Sohrab Ahmari, an outspoken convert to Catholicism from Marxist atheism, has emerged with a very significant platform from which to resist progressives on social issues and conservatives on economics. University of Notre Dame political scientist Patrick Deneen has developed an important argument that U.S.-style autonomous individualism must be demythologized on both the left and the right.
The power of Catholic moral theological vision can be substantial and nuanced. Even Paul Ryan was forced to wrestle with his church’s teaching on economics, and though he never got it quite right, it did replace his early commitment to Ayn Rand.
Rubio is perhaps the most important bellwether. Signaling his doubts about libertarian economics, he gave a significant lecture at the Catholic University of America in 2019 titled “Catholic Social Doctrine and the Dignity of Work.” He’s gone further than Ryan, taking small but significant steps in the direction of providing paid family leave for new parents. He fought for increased child tax credits in the GOP’s 2017 tax law. His Cares Act bill gave stimulus checks to families with noncitizens.
There are real, if subtle signs that the GOP’s values are changing in tangible ways. Another small battle of the 2017 tax law was the fight to restore the adoption tax credit, in which the pro-life movement was able to defeat its libertarian Republican opponents. Recently the National Review’s Jim Geraghty went on Jonah Goldberg’s podcast to support increases to the minimum wage. Trump’s appeal to raise the most recent stimulus payout from $600 to $2,000 per person gained the support of many Republicans.

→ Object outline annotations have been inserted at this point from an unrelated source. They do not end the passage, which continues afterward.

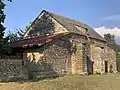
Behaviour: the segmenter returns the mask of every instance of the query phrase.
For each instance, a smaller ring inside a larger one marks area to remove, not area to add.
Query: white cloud
[[[102,37],[104,37],[104,34],[110,33],[112,35],[115,35],[116,42],[120,44],[120,28],[105,28],[103,27],[98,27],[94,28],[94,30],[99,33]]]
[[[113,15],[113,16],[107,16],[107,17],[104,17],[104,18],[102,18],[102,20],[120,20],[120,15],[118,14],[118,15]]]

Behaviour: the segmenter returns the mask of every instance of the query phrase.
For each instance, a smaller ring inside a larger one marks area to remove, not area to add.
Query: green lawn
[[[120,74],[70,75],[36,82],[0,83],[0,90],[120,90]]]

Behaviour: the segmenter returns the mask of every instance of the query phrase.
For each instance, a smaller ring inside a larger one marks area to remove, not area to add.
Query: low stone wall
[[[25,80],[27,74],[21,60],[0,59],[0,81]]]

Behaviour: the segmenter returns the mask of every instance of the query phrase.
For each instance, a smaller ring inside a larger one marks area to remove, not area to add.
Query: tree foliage
[[[10,1],[11,0],[7,0]],[[4,38],[5,27],[3,25],[6,15],[4,14],[5,0],[0,0],[0,56],[7,52],[8,37]]]

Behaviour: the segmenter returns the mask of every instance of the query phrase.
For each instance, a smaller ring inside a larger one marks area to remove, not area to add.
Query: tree
[[[11,0],[7,1],[11,2]],[[0,56],[3,55],[3,52],[5,52],[5,46],[7,45],[6,40],[8,40],[8,38],[4,38],[5,27],[3,26],[3,23],[6,17],[4,14],[5,6],[4,0],[0,0]]]
[[[23,36],[24,36],[24,31],[21,30],[21,29],[16,29],[15,33],[11,33],[9,31],[9,34],[7,36],[9,38],[9,42],[12,43],[12,42],[15,42],[15,41],[18,41],[18,40],[22,40]]]

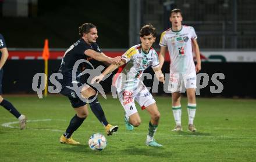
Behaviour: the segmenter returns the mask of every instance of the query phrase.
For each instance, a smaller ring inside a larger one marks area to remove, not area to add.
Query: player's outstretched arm
[[[155,72],[155,76],[157,78],[157,79],[163,83],[165,83],[165,76],[163,75],[163,73],[162,72],[162,71],[160,68],[160,67],[157,67],[157,68],[152,68],[154,71]]]
[[[1,59],[0,60],[0,69],[3,67],[7,58],[9,56],[8,50],[6,47],[4,47],[0,49],[0,51],[2,53]]]
[[[201,70],[201,58],[200,51],[199,50],[199,46],[197,43],[196,39],[192,39],[193,49],[195,51],[195,59],[197,60],[197,64],[195,65],[195,71],[197,73],[199,72]]]
[[[159,63],[160,69],[162,69],[163,62],[165,62],[165,52],[166,51],[166,47],[160,46],[160,53],[158,56]]]
[[[99,61],[106,61],[115,64],[119,64],[121,61],[120,56],[117,56],[116,57],[112,58],[106,56],[103,53],[98,53],[91,49],[84,51],[84,54]]]
[[[108,73],[113,72],[114,70],[116,69],[120,66],[125,64],[125,61],[122,60],[119,64],[112,64],[109,67],[108,67],[100,75],[96,76],[91,80],[91,84],[93,84],[95,82],[99,83],[102,80],[103,78]]]

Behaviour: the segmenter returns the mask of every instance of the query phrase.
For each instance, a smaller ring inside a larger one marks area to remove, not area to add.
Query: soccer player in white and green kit
[[[151,116],[146,145],[159,147],[162,145],[157,142],[154,136],[158,126],[160,113],[152,94],[141,80],[143,72],[151,67],[157,78],[160,82],[164,82],[158,56],[151,47],[155,41],[156,34],[153,25],[147,24],[143,26],[140,32],[141,44],[130,48],[122,56],[121,63],[111,64],[101,75],[93,79],[92,82],[101,81],[104,76],[119,67],[113,82],[117,88],[119,101],[125,111],[126,128],[133,130],[133,126],[138,127],[141,122],[135,105],[136,101],[141,109],[146,109]]]
[[[161,46],[159,61],[160,67],[163,64],[166,48],[170,55],[170,80],[168,90],[172,96],[172,111],[176,122],[173,131],[182,131],[182,106],[180,91],[184,85],[187,96],[187,112],[189,115],[188,130],[196,131],[193,121],[197,104],[195,101],[196,73],[201,70],[201,59],[197,36],[193,27],[182,25],[182,12],[175,9],[170,12],[169,20],[172,28],[162,32],[159,45]],[[197,64],[193,61],[193,49]]]

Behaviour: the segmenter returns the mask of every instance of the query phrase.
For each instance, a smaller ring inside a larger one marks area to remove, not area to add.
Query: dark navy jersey
[[[71,83],[72,81],[80,82],[80,77],[78,76],[81,72],[82,66],[80,64],[77,69],[75,78],[72,78],[72,70],[76,62],[80,59],[88,60],[89,57],[84,54],[84,51],[88,49],[101,52],[96,43],[87,44],[84,39],[80,39],[73,44],[65,52],[59,72],[63,75],[63,81],[65,83]]]
[[[0,34],[0,49],[5,48],[6,47],[5,44],[5,39],[2,34]],[[2,53],[0,51],[0,58],[2,57]]]

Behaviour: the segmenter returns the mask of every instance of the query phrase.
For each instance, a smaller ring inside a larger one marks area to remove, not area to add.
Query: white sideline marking
[[[41,119],[41,120],[27,120],[27,123],[31,123],[31,122],[49,122],[49,121],[53,121],[53,120],[56,120],[56,121],[66,121],[66,120],[62,120],[62,119]],[[95,121],[86,121],[87,123],[97,123]],[[20,128],[19,127],[15,127],[12,126],[12,124],[17,124],[19,123],[19,121],[16,122],[8,122],[8,123],[5,123],[1,124],[2,127],[7,127],[7,128]],[[122,125],[122,124],[121,124]],[[122,127],[122,126],[121,126]],[[123,126],[124,127],[125,127]],[[44,129],[44,128],[26,128],[26,129],[28,130],[47,130],[47,131],[56,131],[56,132],[64,132],[64,130],[54,130],[54,129]],[[134,132],[135,131],[131,131],[127,132],[127,131],[125,130],[125,131],[120,132],[119,131],[116,133],[117,134],[119,135],[127,135],[127,134],[134,134],[134,135],[146,135],[147,132],[145,133],[140,133],[140,132]],[[95,133],[95,131],[88,131],[88,132],[91,132],[91,133]],[[256,139],[256,137],[241,137],[241,136],[229,136],[229,135],[185,135],[185,134],[169,134],[167,132],[167,134],[157,134],[157,136],[165,136],[165,137],[200,137],[200,138],[241,138],[241,139]],[[130,138],[131,137],[130,136]]]

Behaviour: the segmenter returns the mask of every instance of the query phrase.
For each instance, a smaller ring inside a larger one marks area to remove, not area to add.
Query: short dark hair
[[[152,34],[154,37],[157,36],[157,30],[151,24],[144,25],[140,31],[140,36],[143,37],[145,35],[150,35]]]
[[[173,9],[172,10],[171,10],[171,11],[170,11],[170,17],[172,16],[172,14],[173,13],[180,13],[180,15],[182,16],[182,10],[181,10],[180,9]]]
[[[79,28],[79,35],[80,38],[83,37],[84,33],[87,34],[90,32],[91,28],[96,28],[96,26],[91,23],[84,23]]]

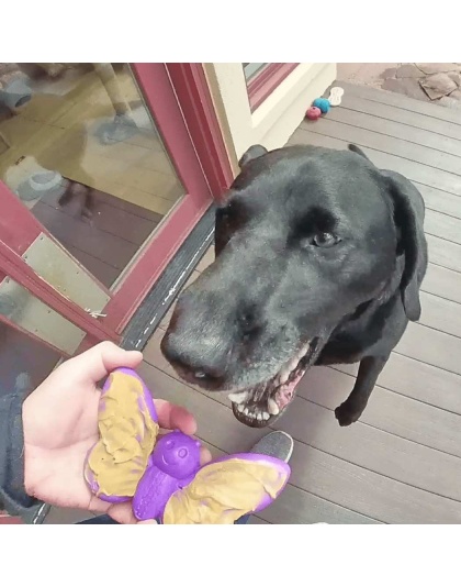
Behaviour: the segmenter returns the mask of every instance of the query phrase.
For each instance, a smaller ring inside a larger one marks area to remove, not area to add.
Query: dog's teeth
[[[231,401],[234,401],[234,403],[243,403],[248,397],[248,391],[238,391],[236,394],[229,394],[227,397]]]
[[[277,401],[272,398],[269,398],[268,400],[268,410],[271,416],[277,416],[280,412],[279,406],[277,405]],[[269,416],[269,414],[268,414]]]

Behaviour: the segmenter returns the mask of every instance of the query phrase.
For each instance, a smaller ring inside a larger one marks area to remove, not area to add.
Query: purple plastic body
[[[187,487],[200,469],[200,442],[175,431],[157,443],[151,465],[143,475],[133,498],[138,520],[159,518],[170,497]]]
[[[149,413],[153,420],[158,423],[158,416],[154,406],[154,400],[143,379],[133,369],[123,367],[116,369],[116,372],[135,377],[142,383],[144,398]],[[104,392],[109,390],[109,387],[110,384],[108,379],[102,388],[101,397],[103,397]],[[142,406],[139,406],[139,409]],[[291,469],[286,463],[280,461],[279,458],[262,454],[239,453],[224,456],[213,461],[213,463],[229,461],[233,458],[241,458],[243,461],[249,461],[254,463],[262,462],[273,466],[280,474],[285,475],[285,483],[280,489],[279,494],[283,490],[290,477]],[[205,467],[207,465],[205,465]],[[187,487],[194,479],[200,468],[200,442],[178,430],[160,438],[148,459],[146,470],[138,483],[136,492],[133,497],[133,512],[135,517],[138,520],[161,519],[165,507],[170,497],[176,491]],[[91,491],[93,494],[98,494],[98,483],[90,478],[89,485]],[[131,497],[126,496],[100,495],[99,497],[104,501],[109,501],[110,503],[121,503],[132,499]],[[261,511],[272,501],[273,499],[269,495],[265,495],[261,502],[248,513]]]
[[[123,373],[125,375],[128,375],[130,377],[134,377],[135,379],[137,379],[142,384],[143,391],[144,391],[144,399],[146,401],[147,409],[149,410],[150,418],[154,420],[154,422],[158,423],[158,416],[157,416],[157,411],[156,411],[155,406],[154,406],[153,397],[150,395],[150,391],[146,387],[146,384],[143,381],[143,379],[139,377],[139,375],[135,370],[130,369],[127,367],[120,367],[119,369],[114,369],[112,372],[112,375],[114,375],[116,373]],[[104,386],[102,388],[101,399],[104,397],[104,394],[109,390],[109,388],[110,388],[110,377],[108,377],[108,379],[104,383]],[[139,410],[140,410],[142,406],[139,406],[139,402],[138,402],[138,407],[139,407]],[[99,409],[101,410],[101,402],[100,402],[100,408]],[[138,439],[138,440],[140,440],[140,439]],[[91,451],[92,451],[92,448],[91,448]],[[91,451],[89,451],[88,455],[90,455]],[[87,457],[87,461],[88,461],[88,457]],[[147,467],[149,467],[150,465],[151,465],[151,456],[149,457]],[[86,464],[86,468],[88,470],[87,464]],[[98,495],[98,491],[99,491],[98,481],[92,477],[91,472],[89,472],[89,475],[90,475],[90,479],[88,480],[88,484],[90,486],[90,489],[94,495]],[[100,499],[102,499],[103,501],[108,501],[109,503],[122,503],[123,501],[128,501],[130,499],[132,499],[130,496],[106,496],[104,494],[101,494],[98,497]]]

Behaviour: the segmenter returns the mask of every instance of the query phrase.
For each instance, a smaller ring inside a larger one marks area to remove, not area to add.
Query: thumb
[[[135,368],[142,361],[143,354],[138,351],[125,351],[106,341],[70,358],[66,367],[79,373],[81,380],[94,385],[117,367]]]

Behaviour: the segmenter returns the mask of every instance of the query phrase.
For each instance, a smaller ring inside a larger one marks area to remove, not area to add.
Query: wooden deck
[[[303,122],[290,143],[360,145],[404,174],[427,206],[430,266],[423,317],[411,324],[361,420],[337,424],[355,368],[313,368],[277,427],[295,439],[291,484],[256,523],[461,522],[461,112],[341,84],[341,107]],[[213,258],[210,251],[195,278]],[[214,454],[243,451],[266,431],[235,420],[225,395],[179,381],[161,357],[166,321],[145,350],[142,375],[157,397],[198,418]]]

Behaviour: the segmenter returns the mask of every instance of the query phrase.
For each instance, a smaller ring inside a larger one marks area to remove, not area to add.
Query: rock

Sens. David Perdue and Kelly Loeffler, who both appear to have lost their Georgia Senate runoff races this week, are holdovers from the corporate-friendly and elitist GOP. Predictably, they couldn’t capitalize on the gains Trump made with working-class people of color in Atlanta, instead thinking somehow it was a good idea to attack the Black church.
Should the party decide to realign around a religious, multiethnic, working-class populism — and it should — the new movement will require an ideological foundation. If 2012 was the year Catholics had come to dominate the highest levels of U.S. public life, 2021 may be the year when the highest levels of public life finally made space for the fullness of a Catholic vision.